ゆきの演じるエミリアは、主人公を陥穽に陥れた首謀者の配偶者だ。ただし、彼女は良人の陰謀を知らない。あるじのデズデモーナの善良な世話役であり、良好な話し相手である。
終始、篤実で働き者の身性を全面に出していたエミリアは、オセローがデズデモーナを侮辱した夜、初めて無邪気な素顔を現す。
演じるという行為そのものを楽しむ具合のゆきの芝居が、このシーンでは特に際立つ。蝶のように身を翻して、みずみずしい顔かたちに造形された人形のごとく表情を弾ませる、ゆき扮するエミリアは、デズデモーナのしかつめらしさを一笑に付す。
彼女は、女の心変わりはパートナーの落ち度所以だと主張する。もとより男の目移りは、女のそれより野性的だ。
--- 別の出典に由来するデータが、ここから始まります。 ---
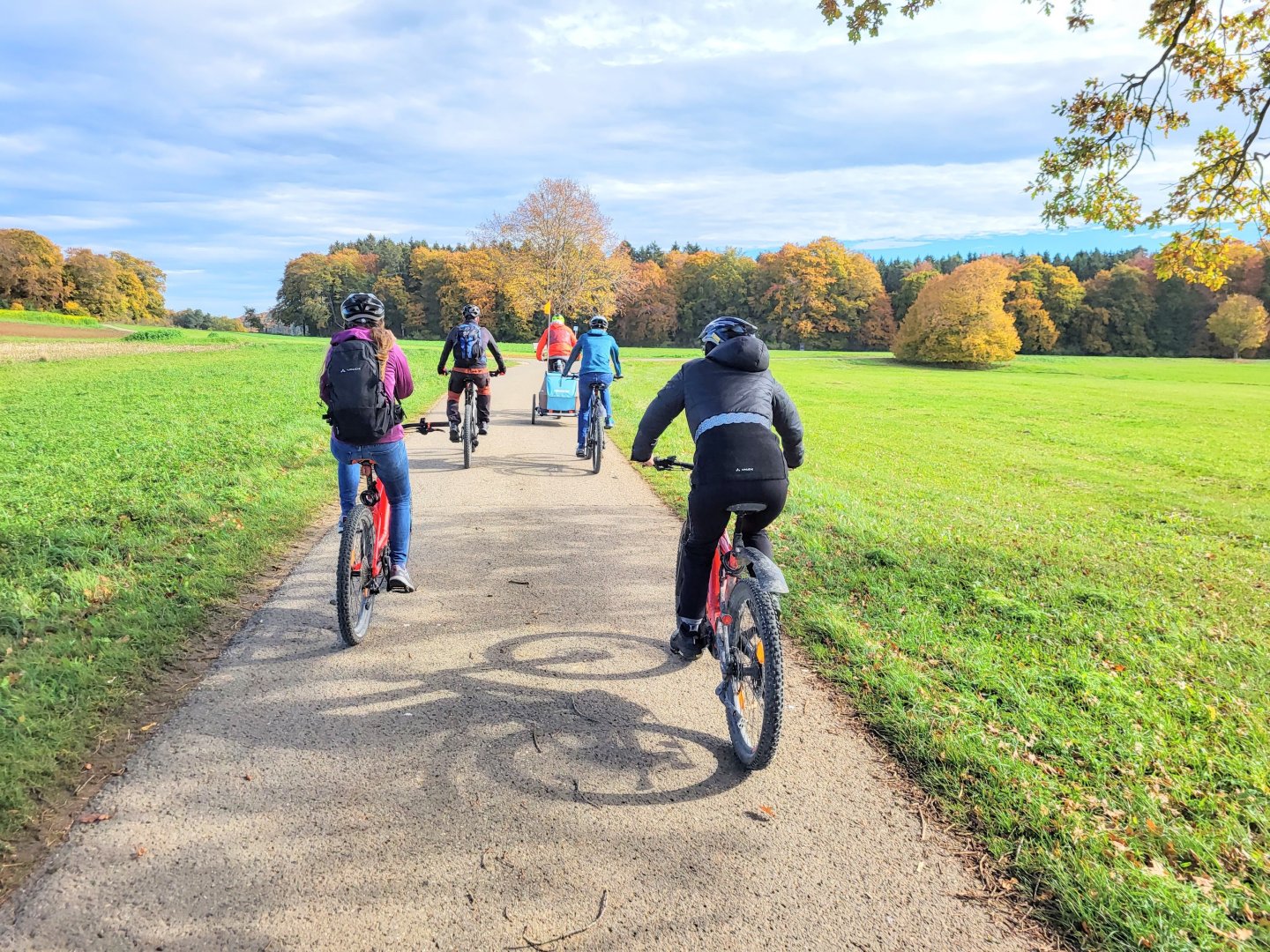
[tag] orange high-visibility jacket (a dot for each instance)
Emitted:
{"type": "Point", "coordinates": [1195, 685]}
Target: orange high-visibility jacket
{"type": "Point", "coordinates": [557, 339]}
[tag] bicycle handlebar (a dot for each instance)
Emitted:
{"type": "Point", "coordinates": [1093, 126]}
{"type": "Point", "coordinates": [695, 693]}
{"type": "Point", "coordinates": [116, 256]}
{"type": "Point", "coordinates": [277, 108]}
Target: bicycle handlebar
{"type": "Point", "coordinates": [669, 462]}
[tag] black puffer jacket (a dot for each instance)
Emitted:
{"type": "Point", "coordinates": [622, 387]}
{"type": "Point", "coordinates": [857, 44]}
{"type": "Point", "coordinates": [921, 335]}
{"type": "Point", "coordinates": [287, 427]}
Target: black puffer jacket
{"type": "Point", "coordinates": [733, 378]}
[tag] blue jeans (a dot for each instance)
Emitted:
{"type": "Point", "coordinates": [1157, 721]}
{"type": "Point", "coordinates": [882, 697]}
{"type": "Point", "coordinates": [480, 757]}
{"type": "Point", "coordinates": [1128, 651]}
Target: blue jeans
{"type": "Point", "coordinates": [394, 469]}
{"type": "Point", "coordinates": [585, 383]}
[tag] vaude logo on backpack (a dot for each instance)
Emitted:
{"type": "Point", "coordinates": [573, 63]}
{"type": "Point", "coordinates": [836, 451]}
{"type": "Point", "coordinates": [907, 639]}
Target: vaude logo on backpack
{"type": "Point", "coordinates": [469, 343]}
{"type": "Point", "coordinates": [360, 409]}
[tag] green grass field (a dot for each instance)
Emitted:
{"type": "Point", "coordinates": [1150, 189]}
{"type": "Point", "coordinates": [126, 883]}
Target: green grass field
{"type": "Point", "coordinates": [144, 490]}
{"type": "Point", "coordinates": [68, 320]}
{"type": "Point", "coordinates": [1048, 588]}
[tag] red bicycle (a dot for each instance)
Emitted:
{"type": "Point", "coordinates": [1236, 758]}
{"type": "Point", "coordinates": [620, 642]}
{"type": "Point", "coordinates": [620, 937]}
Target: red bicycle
{"type": "Point", "coordinates": [363, 565]}
{"type": "Point", "coordinates": [743, 614]}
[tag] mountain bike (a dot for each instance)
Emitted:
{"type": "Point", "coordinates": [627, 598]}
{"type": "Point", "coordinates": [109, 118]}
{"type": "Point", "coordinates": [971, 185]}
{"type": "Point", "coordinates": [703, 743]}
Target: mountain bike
{"type": "Point", "coordinates": [467, 424]}
{"type": "Point", "coordinates": [596, 441]}
{"type": "Point", "coordinates": [743, 614]}
{"type": "Point", "coordinates": [363, 564]}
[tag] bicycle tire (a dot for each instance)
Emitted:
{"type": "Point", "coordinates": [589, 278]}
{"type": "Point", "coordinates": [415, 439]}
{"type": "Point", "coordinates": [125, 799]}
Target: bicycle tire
{"type": "Point", "coordinates": [596, 430]}
{"type": "Point", "coordinates": [469, 427]}
{"type": "Point", "coordinates": [355, 605]}
{"type": "Point", "coordinates": [755, 704]}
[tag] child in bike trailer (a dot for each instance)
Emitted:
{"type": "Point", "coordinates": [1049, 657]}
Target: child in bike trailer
{"type": "Point", "coordinates": [363, 381]}
{"type": "Point", "coordinates": [469, 343]}
{"type": "Point", "coordinates": [732, 403]}
{"type": "Point", "coordinates": [598, 351]}
{"type": "Point", "coordinates": [557, 340]}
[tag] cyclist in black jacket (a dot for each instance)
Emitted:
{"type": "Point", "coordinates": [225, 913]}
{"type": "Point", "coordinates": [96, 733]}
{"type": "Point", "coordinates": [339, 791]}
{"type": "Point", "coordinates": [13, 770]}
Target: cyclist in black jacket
{"type": "Point", "coordinates": [732, 403]}
{"type": "Point", "coordinates": [469, 343]}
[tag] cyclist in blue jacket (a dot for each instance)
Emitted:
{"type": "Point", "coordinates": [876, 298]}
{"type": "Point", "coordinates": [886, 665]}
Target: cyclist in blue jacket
{"type": "Point", "coordinates": [600, 360]}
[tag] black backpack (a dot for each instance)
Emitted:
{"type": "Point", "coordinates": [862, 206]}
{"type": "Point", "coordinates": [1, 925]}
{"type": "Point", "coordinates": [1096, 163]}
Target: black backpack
{"type": "Point", "coordinates": [360, 409]}
{"type": "Point", "coordinates": [469, 343]}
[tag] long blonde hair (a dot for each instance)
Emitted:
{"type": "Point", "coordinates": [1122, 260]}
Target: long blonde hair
{"type": "Point", "coordinates": [384, 342]}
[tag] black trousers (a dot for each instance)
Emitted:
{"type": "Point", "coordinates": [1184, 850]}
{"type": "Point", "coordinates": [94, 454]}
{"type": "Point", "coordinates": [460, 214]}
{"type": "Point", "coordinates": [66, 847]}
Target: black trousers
{"type": "Point", "coordinates": [707, 518]}
{"type": "Point", "coordinates": [458, 381]}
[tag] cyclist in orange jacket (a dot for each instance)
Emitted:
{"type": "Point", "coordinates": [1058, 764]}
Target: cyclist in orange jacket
{"type": "Point", "coordinates": [557, 340]}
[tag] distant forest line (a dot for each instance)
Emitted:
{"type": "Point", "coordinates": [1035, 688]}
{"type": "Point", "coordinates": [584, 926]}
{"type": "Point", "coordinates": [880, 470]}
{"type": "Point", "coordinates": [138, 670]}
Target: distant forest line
{"type": "Point", "coordinates": [817, 296]}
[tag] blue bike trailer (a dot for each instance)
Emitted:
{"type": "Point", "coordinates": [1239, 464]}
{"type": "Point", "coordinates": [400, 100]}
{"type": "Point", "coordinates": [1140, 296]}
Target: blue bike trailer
{"type": "Point", "coordinates": [562, 398]}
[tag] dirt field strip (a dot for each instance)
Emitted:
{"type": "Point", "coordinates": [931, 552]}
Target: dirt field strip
{"type": "Point", "coordinates": [501, 764]}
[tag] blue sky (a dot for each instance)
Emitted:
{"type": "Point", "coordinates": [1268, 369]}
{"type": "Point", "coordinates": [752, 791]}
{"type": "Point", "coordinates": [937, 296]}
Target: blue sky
{"type": "Point", "coordinates": [224, 138]}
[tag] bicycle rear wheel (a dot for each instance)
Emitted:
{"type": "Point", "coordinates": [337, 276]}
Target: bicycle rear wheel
{"type": "Point", "coordinates": [596, 429]}
{"type": "Point", "coordinates": [469, 427]}
{"type": "Point", "coordinates": [355, 576]}
{"type": "Point", "coordinates": [753, 691]}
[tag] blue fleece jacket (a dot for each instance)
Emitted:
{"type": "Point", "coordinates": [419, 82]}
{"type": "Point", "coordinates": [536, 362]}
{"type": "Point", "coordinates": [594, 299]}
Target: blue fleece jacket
{"type": "Point", "coordinates": [596, 349]}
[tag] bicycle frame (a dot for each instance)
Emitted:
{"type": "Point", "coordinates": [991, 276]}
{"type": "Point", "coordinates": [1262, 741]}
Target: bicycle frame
{"type": "Point", "coordinates": [375, 499]}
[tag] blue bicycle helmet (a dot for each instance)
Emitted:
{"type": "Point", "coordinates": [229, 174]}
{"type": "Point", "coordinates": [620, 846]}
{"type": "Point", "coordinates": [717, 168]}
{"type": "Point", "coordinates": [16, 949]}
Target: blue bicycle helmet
{"type": "Point", "coordinates": [721, 329]}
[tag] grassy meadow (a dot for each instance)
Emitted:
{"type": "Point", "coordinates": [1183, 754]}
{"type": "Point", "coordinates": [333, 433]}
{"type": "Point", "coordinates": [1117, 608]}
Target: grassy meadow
{"type": "Point", "coordinates": [1048, 588]}
{"type": "Point", "coordinates": [144, 492]}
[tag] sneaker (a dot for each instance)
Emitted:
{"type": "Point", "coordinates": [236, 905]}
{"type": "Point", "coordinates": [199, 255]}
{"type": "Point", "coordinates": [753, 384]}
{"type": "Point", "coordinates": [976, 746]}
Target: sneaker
{"type": "Point", "coordinates": [399, 579]}
{"type": "Point", "coordinates": [687, 641]}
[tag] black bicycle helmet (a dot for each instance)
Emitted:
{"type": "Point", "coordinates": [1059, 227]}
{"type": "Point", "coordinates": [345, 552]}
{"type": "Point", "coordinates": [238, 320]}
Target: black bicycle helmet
{"type": "Point", "coordinates": [721, 329]}
{"type": "Point", "coordinates": [362, 308]}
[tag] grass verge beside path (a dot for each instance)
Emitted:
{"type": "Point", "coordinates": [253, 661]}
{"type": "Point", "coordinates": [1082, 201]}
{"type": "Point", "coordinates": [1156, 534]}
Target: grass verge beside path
{"type": "Point", "coordinates": [144, 490]}
{"type": "Point", "coordinates": [1048, 588]}
{"type": "Point", "coordinates": [66, 320]}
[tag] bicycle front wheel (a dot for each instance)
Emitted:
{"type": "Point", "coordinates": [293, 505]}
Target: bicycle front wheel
{"type": "Point", "coordinates": [355, 576]}
{"type": "Point", "coordinates": [755, 683]}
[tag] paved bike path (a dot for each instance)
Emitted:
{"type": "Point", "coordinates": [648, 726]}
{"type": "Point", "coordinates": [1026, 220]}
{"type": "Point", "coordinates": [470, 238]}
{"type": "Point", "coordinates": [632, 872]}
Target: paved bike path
{"type": "Point", "coordinates": [511, 752]}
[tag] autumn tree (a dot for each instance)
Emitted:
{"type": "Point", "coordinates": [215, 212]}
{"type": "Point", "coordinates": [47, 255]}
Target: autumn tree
{"type": "Point", "coordinates": [709, 285]}
{"type": "Point", "coordinates": [1209, 56]}
{"type": "Point", "coordinates": [911, 286]}
{"type": "Point", "coordinates": [1125, 294]}
{"type": "Point", "coordinates": [557, 247]}
{"type": "Point", "coordinates": [143, 285]}
{"type": "Point", "coordinates": [1057, 286]}
{"type": "Point", "coordinates": [816, 292]}
{"type": "Point", "coordinates": [960, 319]}
{"type": "Point", "coordinates": [314, 286]}
{"type": "Point", "coordinates": [93, 282]}
{"type": "Point", "coordinates": [1036, 331]}
{"type": "Point", "coordinates": [648, 306]}
{"type": "Point", "coordinates": [31, 270]}
{"type": "Point", "coordinates": [875, 331]}
{"type": "Point", "coordinates": [1240, 323]}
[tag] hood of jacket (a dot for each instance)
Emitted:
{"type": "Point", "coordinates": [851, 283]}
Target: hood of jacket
{"type": "Point", "coordinates": [747, 353]}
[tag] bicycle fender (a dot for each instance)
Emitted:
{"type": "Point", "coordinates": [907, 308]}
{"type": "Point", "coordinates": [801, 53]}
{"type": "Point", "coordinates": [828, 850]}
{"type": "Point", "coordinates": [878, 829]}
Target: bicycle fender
{"type": "Point", "coordinates": [766, 571]}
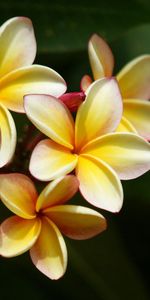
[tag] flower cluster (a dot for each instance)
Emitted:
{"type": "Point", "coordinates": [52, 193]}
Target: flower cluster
{"type": "Point", "coordinates": [106, 142]}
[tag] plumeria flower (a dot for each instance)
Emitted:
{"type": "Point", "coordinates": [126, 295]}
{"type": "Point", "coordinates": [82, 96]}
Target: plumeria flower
{"type": "Point", "coordinates": [19, 77]}
{"type": "Point", "coordinates": [133, 79]}
{"type": "Point", "coordinates": [91, 146]}
{"type": "Point", "coordinates": [39, 221]}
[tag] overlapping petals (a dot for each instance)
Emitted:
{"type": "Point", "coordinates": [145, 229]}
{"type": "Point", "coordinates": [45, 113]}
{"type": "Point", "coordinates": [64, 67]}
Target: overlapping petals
{"type": "Point", "coordinates": [7, 136]}
{"type": "Point", "coordinates": [133, 81]}
{"type": "Point", "coordinates": [96, 165]}
{"type": "Point", "coordinates": [134, 78]}
{"type": "Point", "coordinates": [19, 77]}
{"type": "Point", "coordinates": [39, 221]}
{"type": "Point", "coordinates": [138, 112]}
{"type": "Point", "coordinates": [127, 154]}
{"type": "Point", "coordinates": [101, 57]}
{"type": "Point", "coordinates": [29, 80]}
{"type": "Point", "coordinates": [100, 113]}
{"type": "Point", "coordinates": [50, 160]}
{"type": "Point", "coordinates": [18, 44]}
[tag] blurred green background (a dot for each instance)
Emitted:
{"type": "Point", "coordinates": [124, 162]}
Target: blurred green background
{"type": "Point", "coordinates": [114, 265]}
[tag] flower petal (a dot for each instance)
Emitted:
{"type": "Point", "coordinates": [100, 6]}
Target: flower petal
{"type": "Point", "coordinates": [49, 254]}
{"type": "Point", "coordinates": [51, 117]}
{"type": "Point", "coordinates": [77, 222]}
{"type": "Point", "coordinates": [18, 44]}
{"type": "Point", "coordinates": [29, 80]}
{"type": "Point", "coordinates": [73, 100]}
{"type": "Point", "coordinates": [50, 161]}
{"type": "Point", "coordinates": [7, 136]}
{"type": "Point", "coordinates": [138, 113]}
{"type": "Point", "coordinates": [85, 82]}
{"type": "Point", "coordinates": [18, 235]}
{"type": "Point", "coordinates": [57, 192]}
{"type": "Point", "coordinates": [134, 78]}
{"type": "Point", "coordinates": [127, 153]}
{"type": "Point", "coordinates": [101, 57]}
{"type": "Point", "coordinates": [99, 184]}
{"type": "Point", "coordinates": [18, 193]}
{"type": "Point", "coordinates": [100, 113]}
{"type": "Point", "coordinates": [125, 126]}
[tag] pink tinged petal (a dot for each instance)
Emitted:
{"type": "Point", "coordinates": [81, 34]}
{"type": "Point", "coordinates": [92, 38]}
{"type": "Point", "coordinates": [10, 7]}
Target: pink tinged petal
{"type": "Point", "coordinates": [57, 192]}
{"type": "Point", "coordinates": [18, 44]}
{"type": "Point", "coordinates": [18, 235]}
{"type": "Point", "coordinates": [127, 153]}
{"type": "Point", "coordinates": [18, 193]}
{"type": "Point", "coordinates": [73, 100]}
{"type": "Point", "coordinates": [7, 136]}
{"type": "Point", "coordinates": [49, 254]}
{"type": "Point", "coordinates": [99, 184]}
{"type": "Point", "coordinates": [100, 113]}
{"type": "Point", "coordinates": [50, 161]}
{"type": "Point", "coordinates": [125, 126]}
{"type": "Point", "coordinates": [101, 57]}
{"type": "Point", "coordinates": [51, 117]}
{"type": "Point", "coordinates": [134, 78]}
{"type": "Point", "coordinates": [33, 79]}
{"type": "Point", "coordinates": [85, 82]}
{"type": "Point", "coordinates": [77, 222]}
{"type": "Point", "coordinates": [138, 113]}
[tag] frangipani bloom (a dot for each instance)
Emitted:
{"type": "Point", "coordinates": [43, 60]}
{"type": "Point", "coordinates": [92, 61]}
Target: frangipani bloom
{"type": "Point", "coordinates": [133, 80]}
{"type": "Point", "coordinates": [91, 146]}
{"type": "Point", "coordinates": [19, 77]}
{"type": "Point", "coordinates": [40, 220]}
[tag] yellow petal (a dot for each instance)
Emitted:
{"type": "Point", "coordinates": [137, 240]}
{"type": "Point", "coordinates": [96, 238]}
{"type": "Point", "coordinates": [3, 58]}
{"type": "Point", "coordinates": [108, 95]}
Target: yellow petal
{"type": "Point", "coordinates": [138, 113]}
{"type": "Point", "coordinates": [125, 126]}
{"type": "Point", "coordinates": [85, 82]}
{"type": "Point", "coordinates": [49, 254]}
{"type": "Point", "coordinates": [18, 193]}
{"type": "Point", "coordinates": [99, 184]}
{"type": "Point", "coordinates": [77, 222]}
{"type": "Point", "coordinates": [51, 117]}
{"type": "Point", "coordinates": [134, 78]}
{"type": "Point", "coordinates": [7, 136]}
{"type": "Point", "coordinates": [18, 44]}
{"type": "Point", "coordinates": [18, 235]}
{"type": "Point", "coordinates": [57, 192]}
{"type": "Point", "coordinates": [127, 153]}
{"type": "Point", "coordinates": [101, 57]}
{"type": "Point", "coordinates": [50, 161]}
{"type": "Point", "coordinates": [33, 79]}
{"type": "Point", "coordinates": [100, 113]}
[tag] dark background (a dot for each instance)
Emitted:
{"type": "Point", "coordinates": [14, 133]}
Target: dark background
{"type": "Point", "coordinates": [114, 265]}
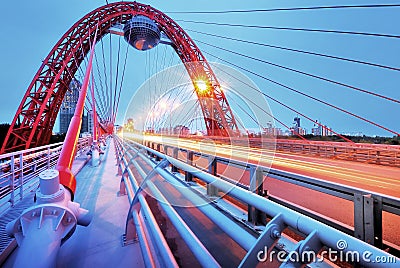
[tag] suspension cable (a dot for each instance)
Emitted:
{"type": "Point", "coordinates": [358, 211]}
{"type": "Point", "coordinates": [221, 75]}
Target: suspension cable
{"type": "Point", "coordinates": [298, 51]}
{"type": "Point", "coordinates": [306, 95]}
{"type": "Point", "coordinates": [287, 9]}
{"type": "Point", "coordinates": [303, 73]}
{"type": "Point", "coordinates": [292, 29]}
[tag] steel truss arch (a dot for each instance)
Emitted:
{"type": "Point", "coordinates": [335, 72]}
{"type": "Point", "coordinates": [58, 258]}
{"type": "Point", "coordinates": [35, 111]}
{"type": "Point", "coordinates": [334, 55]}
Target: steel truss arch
{"type": "Point", "coordinates": [33, 123]}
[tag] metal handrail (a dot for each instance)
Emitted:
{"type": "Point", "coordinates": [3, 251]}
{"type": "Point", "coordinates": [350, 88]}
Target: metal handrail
{"type": "Point", "coordinates": [315, 231]}
{"type": "Point", "coordinates": [381, 154]}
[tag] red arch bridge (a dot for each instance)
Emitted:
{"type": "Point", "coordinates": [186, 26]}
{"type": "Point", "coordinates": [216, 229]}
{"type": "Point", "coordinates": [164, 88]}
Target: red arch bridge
{"type": "Point", "coordinates": [185, 181]}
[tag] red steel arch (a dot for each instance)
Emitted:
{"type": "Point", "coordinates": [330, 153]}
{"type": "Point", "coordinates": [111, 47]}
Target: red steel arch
{"type": "Point", "coordinates": [33, 123]}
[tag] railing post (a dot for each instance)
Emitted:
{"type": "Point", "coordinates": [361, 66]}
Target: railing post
{"type": "Point", "coordinates": [158, 150]}
{"type": "Point", "coordinates": [378, 160]}
{"type": "Point", "coordinates": [12, 179]}
{"type": "Point", "coordinates": [189, 160]}
{"type": "Point", "coordinates": [254, 215]}
{"type": "Point", "coordinates": [48, 157]}
{"type": "Point", "coordinates": [212, 169]}
{"type": "Point", "coordinates": [21, 176]}
{"type": "Point", "coordinates": [368, 219]}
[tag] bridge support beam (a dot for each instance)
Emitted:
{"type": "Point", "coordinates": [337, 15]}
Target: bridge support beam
{"type": "Point", "coordinates": [368, 219]}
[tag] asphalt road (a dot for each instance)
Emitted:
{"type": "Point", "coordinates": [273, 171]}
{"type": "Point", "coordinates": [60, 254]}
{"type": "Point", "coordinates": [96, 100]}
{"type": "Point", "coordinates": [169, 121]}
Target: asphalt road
{"type": "Point", "coordinates": [369, 177]}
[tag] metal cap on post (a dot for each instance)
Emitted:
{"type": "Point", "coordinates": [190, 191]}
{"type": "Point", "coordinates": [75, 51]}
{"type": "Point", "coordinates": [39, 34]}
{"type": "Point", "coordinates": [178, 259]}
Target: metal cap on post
{"type": "Point", "coordinates": [49, 182]}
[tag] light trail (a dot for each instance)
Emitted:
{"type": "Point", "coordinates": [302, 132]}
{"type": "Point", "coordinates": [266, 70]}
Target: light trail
{"type": "Point", "coordinates": [375, 178]}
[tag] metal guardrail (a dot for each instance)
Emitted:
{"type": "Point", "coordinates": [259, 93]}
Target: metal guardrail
{"type": "Point", "coordinates": [317, 234]}
{"type": "Point", "coordinates": [380, 154]}
{"type": "Point", "coordinates": [19, 170]}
女が贅沢で意思の弱い、気まぐれな生き物であったとする。それも男のせいである。男もあらゆる欲に負けて、意思も弱く、時に気まぐれから女を殴る。女の小遣いを減らしてまで、道楽にかまける男もいる。
人間の弱性は仕方がない。ただし、男が許容される事柄は、女も許されるべきなのだ。
「『女がおとなしいからと言って、当たり前になっているのです。そうした悪習が、稀に現れるまともな女を迫害する。正直なだけの女は、おとなしくないという性質を備えてしまったために、マイノリティー特有の不当を押しつけられるのです。世間の男達に教えてやるべきです。女も、お前達と同じように感じるのだと。目もあるし、鼻もある。酸いも甘いも分かるのだ、と』…………」
「…………」
デズデモーナとエミリアの最後のかけあいが終わった。
事実、作中における今生で、二人の対峙はこれが最後だ。前時代的な精神に固められた令嬢に、博学な侍女の戯言は、理解し難かったのだ。
のはなにも、こう親身になってくれる女がいれば、何か変えられていたろうか。限りある光を養分にして、とこしえの晦冥を妙諦しながら、日々を送らずに済んだろうか。